I think the LFA is an amazing car, but for the money I would choose a different route. It definitely has a unique look to it and the performance is good as well which is always important.


----------



## Stugots (Jan 1, 2010)

Mk23 said:


> Also, in case no one saw the lap around Top Gear's track it ended up being slower than a Z06 but faster than a Gallardo.


It was also a wet lap, and faster than 95% of the cars on the board, given those conditions.


----------



## getz (Sep 21, 2007)

Mk23 said:


> Also, in case no one saw the lap around Top Gear's track it ended up being slower than a Z06 but faster than a Gallardo.


This was a wet lap, and was 3 seconds faster than the Gallardo (which also wet lapped), faster than the Z06 on a dry track. Not too mention that it was the fastest wet lap in the history of the show. This car is wicked fast, just not 375 grand wicked fast.
-Getz


----------



## getz (Sep 21, 2007)

Stugots said:


> It was also a wet lap, and faster than 95% of the cars on the board, given those conditions.


Doh,
Teach me not to read the whole thread.
-Getz


----------



## BerfsBimmer (Aug 25, 2007)

jmsent said:


> Nissan builds the Evo? On which planet?


Oops sorry, got distracted and carried away when I started thinking about the Skyline.
Well, at least Mitsubishi does make our turbos.


----------



## jusmills (Nov 18, 2005)

BerfsBimmer said:


> +1...and that money would buy four GT-R's.

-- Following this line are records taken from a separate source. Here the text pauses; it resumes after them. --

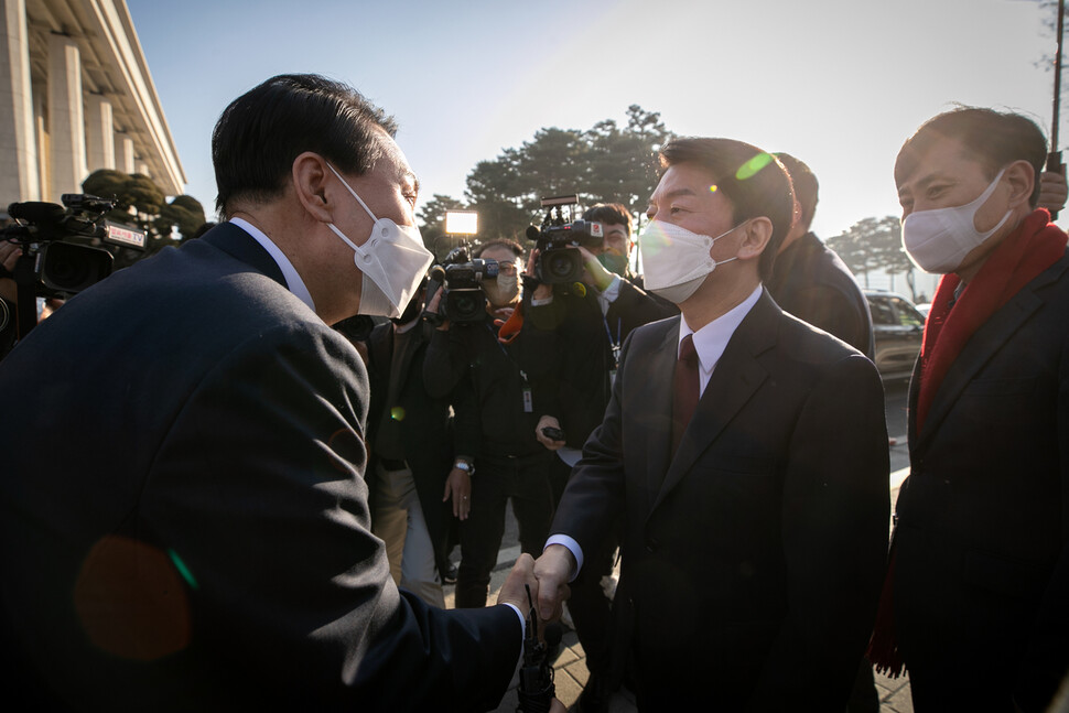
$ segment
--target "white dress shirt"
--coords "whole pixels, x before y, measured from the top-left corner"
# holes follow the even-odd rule
[[[290,290],[290,292],[293,293],[294,296],[301,300],[301,302],[309,305],[309,309],[312,310],[312,312],[315,312],[315,304],[312,302],[312,293],[309,292],[307,287],[304,284],[304,280],[302,280],[301,276],[298,274],[296,268],[294,268],[293,263],[290,262],[289,258],[285,257],[285,253],[279,249],[279,246],[274,245],[274,242],[271,241],[271,238],[264,235],[263,230],[260,230],[258,227],[244,218],[230,218],[230,223],[252,236],[252,239],[259,242],[260,246],[268,251],[268,255],[271,256],[274,263],[279,266],[280,270],[282,270],[282,278],[285,280],[285,287]]]

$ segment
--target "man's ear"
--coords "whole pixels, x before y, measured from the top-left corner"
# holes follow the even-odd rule
[[[743,240],[738,245],[738,259],[753,260],[760,257],[773,237],[773,222],[762,216],[752,218],[745,227]]]
[[[290,171],[293,191],[310,216],[321,223],[333,223],[333,207],[327,192],[331,170],[317,153],[305,151],[293,160]]]
[[[1030,206],[1032,192],[1036,187],[1036,171],[1027,161],[1014,161],[1006,166],[1003,176],[1009,182],[1009,207],[1022,204]]]

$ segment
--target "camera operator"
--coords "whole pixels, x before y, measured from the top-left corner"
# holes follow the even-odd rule
[[[377,325],[366,342],[371,389],[366,477],[371,531],[386,543],[393,581],[445,608],[450,517],[466,517],[471,484],[466,473],[452,468],[449,399],[430,396],[423,381],[433,333],[420,318],[425,293],[424,280],[401,316]],[[458,442],[455,450],[472,453],[474,445]]]
[[[629,272],[631,216],[625,206],[595,205],[583,220],[602,224],[603,238],[600,246],[579,248],[585,266],[582,281],[538,285],[525,324],[525,334],[550,335],[549,353],[557,355],[554,400],[540,414],[536,431],[546,447],[557,451],[550,466],[557,499],[583,444],[602,422],[624,339],[631,330],[678,313],[674,305],[646,293]],[[562,430],[564,439],[551,437],[547,428]],[[600,684],[612,619],[601,583],[612,572],[617,543],[613,528],[603,547],[587,554],[568,602],[591,671],[583,710],[597,710],[607,699]]]
[[[477,258],[497,261],[497,276],[480,282],[483,313],[471,321],[445,321],[431,339],[424,381],[434,397],[452,392],[458,432],[477,441],[474,458],[458,456],[450,478],[469,478],[471,501],[462,505],[461,566],[456,606],[486,605],[490,572],[505,532],[506,503],[511,499],[523,552],[542,550],[553,515],[549,484],[551,454],[533,436],[537,409],[546,400],[543,377],[551,366],[533,359],[540,335],[520,333],[522,318],[518,273],[523,249],[512,240],[482,246]],[[431,313],[449,296],[435,294]],[[507,318],[507,321],[506,321]],[[463,512],[466,510],[466,519]]]

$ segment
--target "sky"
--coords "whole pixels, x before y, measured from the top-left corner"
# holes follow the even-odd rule
[[[624,125],[638,104],[677,134],[739,139],[808,163],[820,181],[812,227],[824,238],[899,214],[898,149],[955,104],[1023,112],[1049,136],[1056,45],[1045,20],[1055,11],[1044,4],[127,0],[186,193],[208,215],[219,114],[276,74],[314,72],[397,118],[420,205],[432,194],[463,198],[478,161],[541,128]]]

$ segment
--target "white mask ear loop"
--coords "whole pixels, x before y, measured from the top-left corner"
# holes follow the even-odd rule
[[[367,210],[367,214],[371,216],[371,220],[378,223],[378,218],[375,217],[375,214],[371,213],[371,209],[367,207],[366,203],[364,203],[364,198],[361,198],[356,194],[356,191],[354,191],[353,187],[348,184],[348,182],[346,182],[346,180],[342,177],[342,174],[338,173],[337,170],[334,166],[332,166],[330,163],[326,164],[326,168],[330,169],[332,172],[334,172],[334,175],[336,175],[337,180],[342,182],[342,185],[345,186],[345,190],[348,191],[353,195],[353,197],[357,199],[361,208]]]

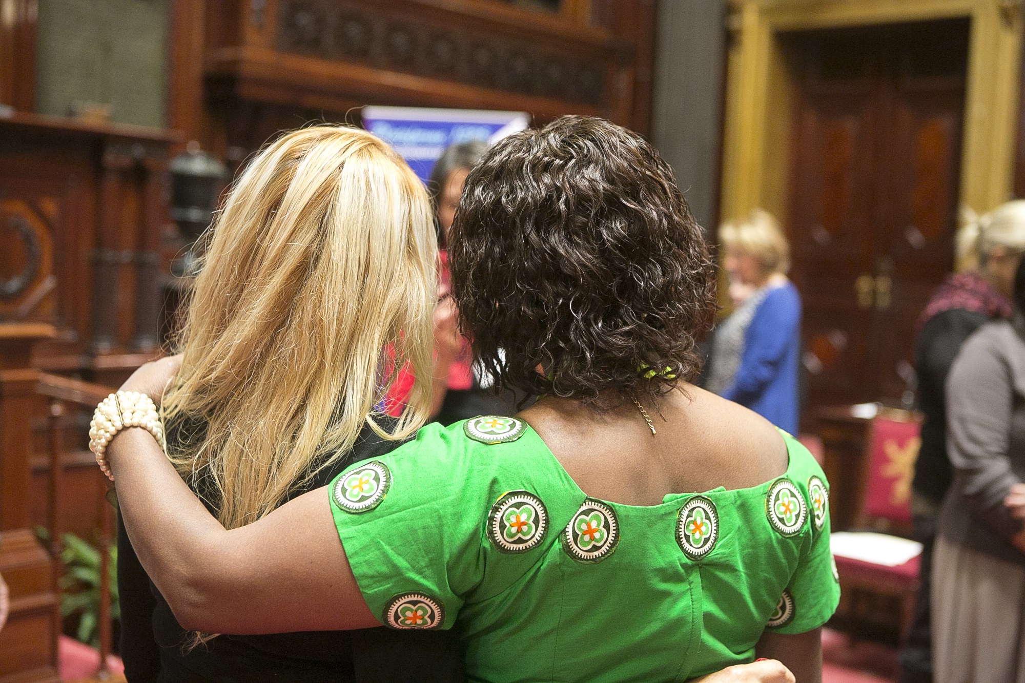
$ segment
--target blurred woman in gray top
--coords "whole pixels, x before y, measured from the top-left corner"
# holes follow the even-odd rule
[[[1020,252],[1019,252],[1020,260]],[[937,683],[1025,683],[1025,268],[1010,321],[979,328],[947,378],[953,481],[933,550]]]

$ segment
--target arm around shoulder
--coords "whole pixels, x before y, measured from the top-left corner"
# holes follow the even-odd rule
[[[326,489],[229,531],[147,432],[119,434],[108,457],[132,546],[183,628],[241,635],[378,625],[338,541]]]

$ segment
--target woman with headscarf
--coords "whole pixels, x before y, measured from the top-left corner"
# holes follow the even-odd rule
[[[1013,292],[1013,316],[969,337],[947,377],[953,479],[933,548],[937,683],[1025,683],[1025,268],[1021,250],[1006,260],[997,286]]]
[[[990,320],[1011,315],[1011,282],[1025,249],[1025,201],[1012,201],[979,216],[967,212],[957,232],[956,273],[933,293],[918,319],[914,369],[921,446],[914,464],[911,513],[914,537],[922,544],[920,585],[914,615],[901,652],[901,683],[928,683],[933,676],[930,592],[936,520],[950,488],[945,387],[961,346]]]

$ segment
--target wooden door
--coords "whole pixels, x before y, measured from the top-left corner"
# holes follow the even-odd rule
[[[900,400],[953,264],[968,25],[789,36],[791,277],[809,405]]]

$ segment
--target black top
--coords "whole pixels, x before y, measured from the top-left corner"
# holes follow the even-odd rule
[[[171,430],[168,438],[174,438]],[[311,486],[296,489],[288,497],[325,486],[350,464],[382,455],[399,445],[401,442],[385,441],[364,426],[350,457],[321,471]],[[129,683],[463,680],[462,657],[454,630],[376,628],[269,636],[221,635],[186,651],[191,632],[178,625],[167,601],[142,569],[120,516],[118,592],[121,657]]]
[[[918,374],[918,408],[925,420],[912,486],[937,506],[943,501],[951,479],[943,393],[947,374],[965,340],[988,320],[982,313],[950,309],[930,318],[918,334],[914,369]]]

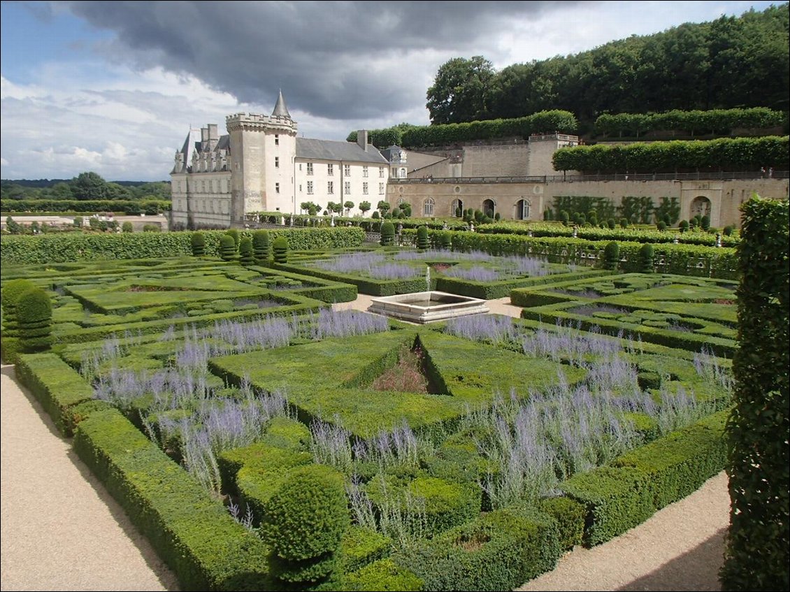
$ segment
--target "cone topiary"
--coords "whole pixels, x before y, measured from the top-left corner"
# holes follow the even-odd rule
[[[272,243],[272,250],[274,251],[275,263],[288,262],[288,239],[284,236],[279,236]]]
[[[239,243],[239,261],[242,265],[252,265],[255,263],[253,257],[252,241],[247,237],[242,238]]]
[[[255,230],[252,234],[252,249],[255,263],[265,265],[269,263],[270,248],[269,230]]]
[[[224,234],[220,237],[220,258],[223,261],[232,261],[236,257],[236,245],[233,237]]]
[[[196,257],[205,255],[205,237],[202,232],[193,232],[190,239],[192,243],[192,254]]]
[[[429,246],[428,227],[427,226],[421,226],[417,229],[417,249],[424,250]]]
[[[389,246],[395,242],[395,227],[391,222],[382,224],[382,246]]]

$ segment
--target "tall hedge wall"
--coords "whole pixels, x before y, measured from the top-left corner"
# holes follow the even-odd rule
[[[724,590],[790,587],[790,455],[787,201],[753,198],[738,247],[735,409],[727,425],[730,530]]]
[[[653,172],[713,167],[786,170],[788,137],[718,138],[628,144],[595,144],[560,148],[551,157],[557,170]]]
[[[205,254],[217,257],[224,230],[202,230]],[[299,228],[270,230],[272,238],[286,236],[294,250],[336,249],[362,245],[361,228]],[[251,238],[251,231],[241,235]],[[146,259],[191,255],[191,232],[134,232],[117,234],[4,235],[0,256],[4,264],[64,263],[95,259]]]

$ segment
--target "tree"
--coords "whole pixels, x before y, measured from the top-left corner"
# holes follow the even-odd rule
[[[96,173],[80,173],[71,181],[71,193],[75,200],[110,199],[107,182]]]
[[[488,89],[495,76],[491,62],[481,55],[446,62],[427,92],[426,107],[431,122],[460,123],[489,118]]]

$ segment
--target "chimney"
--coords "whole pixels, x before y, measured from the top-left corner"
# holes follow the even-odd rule
[[[209,149],[213,150],[216,148],[217,143],[220,141],[220,134],[217,132],[216,124],[209,123]]]
[[[363,150],[367,150],[367,130],[359,129],[356,133],[356,143]]]

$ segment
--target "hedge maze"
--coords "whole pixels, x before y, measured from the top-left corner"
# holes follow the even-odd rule
[[[4,327],[52,305],[4,360],[184,589],[510,590],[724,468],[733,282],[274,242],[3,266]],[[427,286],[522,317],[331,307]]]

+2...or a GT-R, a R8 V10 and a decent downpayment on a 458 Italia


----------



## TXSTYLE (Aug 29, 2006)

Nice car but no way EVAR is it worth that money. Hell no!!! 

Give me tried and true Exotic for that $$: Murci or even a Gallardo LP540. The LF-A should be priced under $200k no question. The GT-R will outperform it when they go head to head.... Mark my words!


----------



## Justin T (Oct 10, 2006)

Not to sound like a broken record, but no way for that price.


----------